The most popular YWCA program given in Shanghai today, says Shi Ruzhan, associate general secretary of the executive committee of the Chinese Young Women's Christian Association, is a music appreciation course at which young people pay 10 cents per session to learn the differences between jazz, disco, popular, and classical music. They fill a 450-seat auditorium each Saturday to hear conservatory professors point out the differences.

This YWCA also offers organized forums and lectures on modern Chinese history , economics, and science, and classes in calligraphy, foreign languages, sewing, and cooking.

''We are listening to our young people to see what it is they most want to learn at our Y's, and we keep enlarging our programs,'' Mrs. Ruzhan said at a press conference at YWCA National Board Offices here.

Mrs. Ruzhan was visiting New York as one of nine members of a peace delegation from the People's Republic of China.

Speaking about the YWCA in China today, she said, ''All things stopped during the Cultural Revolution, which lasted for 10 years from 1966 to 1976. All 'Y' facilities were taken over for other purposes and we did not function at all during the reign of the 'gang of four.' ''

In 1980, she said, the Chinese began to rehabilitate some of their ''Y'' buildings and many of the ''Y'' programs.

The YWCA has resumed its activities in Peking, Shanghai, Tianjin, and Wuhan, and it has taken initial steps to revive activities in Nanjing and Canton and to reopen local associations in other cities.

''We are recruiting and training new staffs, new boards, and new memberships, and we have a long way to go on our own domestic scene before we can reach out very far to others. We must become independent before we can become internationally interdependent,'' Mrs. Ruzhan said. She indicated that China was not yet ready to rejoin the World YWCA, which affiliates more than 80 national associations.

The nine-story building in Shanghai that houses both the YWCA and the YMCA is now being renovated and remodeled with funds from the government, in repayment for the years it occupied the structure.

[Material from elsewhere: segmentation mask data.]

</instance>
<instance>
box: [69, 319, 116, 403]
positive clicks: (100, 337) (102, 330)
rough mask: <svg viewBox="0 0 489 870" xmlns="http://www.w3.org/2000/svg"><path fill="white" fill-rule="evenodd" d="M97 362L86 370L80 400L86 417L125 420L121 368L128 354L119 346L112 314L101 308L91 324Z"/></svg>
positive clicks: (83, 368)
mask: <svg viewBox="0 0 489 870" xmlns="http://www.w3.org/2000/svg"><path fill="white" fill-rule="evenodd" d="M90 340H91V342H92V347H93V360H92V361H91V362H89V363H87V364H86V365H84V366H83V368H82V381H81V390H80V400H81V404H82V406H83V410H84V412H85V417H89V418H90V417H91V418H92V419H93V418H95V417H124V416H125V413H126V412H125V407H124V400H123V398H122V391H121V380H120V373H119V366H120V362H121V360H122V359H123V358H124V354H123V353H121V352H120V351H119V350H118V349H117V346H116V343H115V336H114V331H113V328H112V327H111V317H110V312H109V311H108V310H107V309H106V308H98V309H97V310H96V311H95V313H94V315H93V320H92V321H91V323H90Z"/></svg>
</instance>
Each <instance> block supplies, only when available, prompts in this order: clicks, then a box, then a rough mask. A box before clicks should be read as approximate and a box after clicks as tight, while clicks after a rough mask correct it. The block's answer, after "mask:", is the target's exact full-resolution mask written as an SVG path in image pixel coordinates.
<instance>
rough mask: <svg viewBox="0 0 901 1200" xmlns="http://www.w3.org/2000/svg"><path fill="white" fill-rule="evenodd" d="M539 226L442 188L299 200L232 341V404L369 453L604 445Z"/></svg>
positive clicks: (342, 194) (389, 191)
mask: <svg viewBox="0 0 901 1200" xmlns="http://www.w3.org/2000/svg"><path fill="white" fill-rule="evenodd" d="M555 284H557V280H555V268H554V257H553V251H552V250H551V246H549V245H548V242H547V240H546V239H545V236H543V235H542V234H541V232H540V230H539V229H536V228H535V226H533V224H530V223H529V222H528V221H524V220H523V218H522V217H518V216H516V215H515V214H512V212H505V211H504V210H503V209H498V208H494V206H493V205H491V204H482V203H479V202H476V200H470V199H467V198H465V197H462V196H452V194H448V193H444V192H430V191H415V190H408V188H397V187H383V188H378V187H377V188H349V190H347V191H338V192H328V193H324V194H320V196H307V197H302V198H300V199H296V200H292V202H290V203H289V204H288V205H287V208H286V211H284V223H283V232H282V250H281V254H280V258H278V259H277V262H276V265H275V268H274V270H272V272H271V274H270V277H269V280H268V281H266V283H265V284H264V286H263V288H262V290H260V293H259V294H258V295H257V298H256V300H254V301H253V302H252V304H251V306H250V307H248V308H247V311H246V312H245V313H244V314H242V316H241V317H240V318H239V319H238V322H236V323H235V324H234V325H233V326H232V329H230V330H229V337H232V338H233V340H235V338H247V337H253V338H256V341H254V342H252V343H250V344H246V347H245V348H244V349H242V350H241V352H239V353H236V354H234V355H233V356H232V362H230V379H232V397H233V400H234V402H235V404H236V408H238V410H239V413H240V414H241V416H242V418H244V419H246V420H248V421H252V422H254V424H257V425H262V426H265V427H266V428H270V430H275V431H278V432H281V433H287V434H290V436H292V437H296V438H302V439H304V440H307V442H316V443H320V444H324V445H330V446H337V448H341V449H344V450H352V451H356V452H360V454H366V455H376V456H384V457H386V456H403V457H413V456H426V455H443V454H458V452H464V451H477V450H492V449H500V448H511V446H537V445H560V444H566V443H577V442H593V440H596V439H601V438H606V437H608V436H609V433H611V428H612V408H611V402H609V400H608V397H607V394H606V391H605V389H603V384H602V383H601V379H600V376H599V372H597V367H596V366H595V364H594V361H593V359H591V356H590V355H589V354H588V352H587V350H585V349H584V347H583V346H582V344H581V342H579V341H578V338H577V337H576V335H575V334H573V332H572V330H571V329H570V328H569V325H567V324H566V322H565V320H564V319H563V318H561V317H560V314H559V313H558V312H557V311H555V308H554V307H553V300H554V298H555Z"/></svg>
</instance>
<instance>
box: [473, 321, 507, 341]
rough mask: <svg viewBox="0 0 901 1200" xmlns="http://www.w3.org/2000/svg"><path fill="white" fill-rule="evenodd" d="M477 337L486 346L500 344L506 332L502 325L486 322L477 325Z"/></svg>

Today's restored programs, this associate general secretary reported, include the training of nurse's aides for hospitals, as well as special aides for children's nurseries and kindergartens.

The Young Women's Christian Association of China has a history of nearly a hundred years. YWCAs were first started in the mission schools as student associations, and after 1900 city associations were also organized in Shanghai, Tianjin, Peking, Hong Kong, and other important cities. These pioneered in evangelistic campaigns, physical education, education, camps and summer conferences, rural services, and in training girls for industrial work.

In 1905 the National Association was organized, which became affiliated with the World's YWCA in 1906. During many years of rapid growth, it became a vigorous national movement of more than 80 student associations, 12 city associations, 51 Chinese secretaries, and a large group of fellow workers from other countries. A new spirit of inquiry and reform gave encouragement and opportunity for the growth of such a strong educational movement in China. It drew business and professional women as well as women from industry and from rural areas.

After 1949, Mrs. Ruzhan pointed out, the YWCAs worked without interference under the government which, she says, wrote freedom of religious belief into its constitution. Today there are 3 million Protestants in China, although many ''Y'' programs are sought out, as well, by what she termed ''curious non-Christians.''

Dr. Franklin Woo, director of the China Program for the National Council of Churches in New York, says there are 3 million Roman Catholics in China in addition to the 3 million Protestants. The total of 6 million Christians is 0.6 percent of the population. Except during the Cultural Revolution, the government of China has generally looked with favor on the YWCA, he said, because it has been perceived as a forward-looking organization that places emphasis on education and individual growth.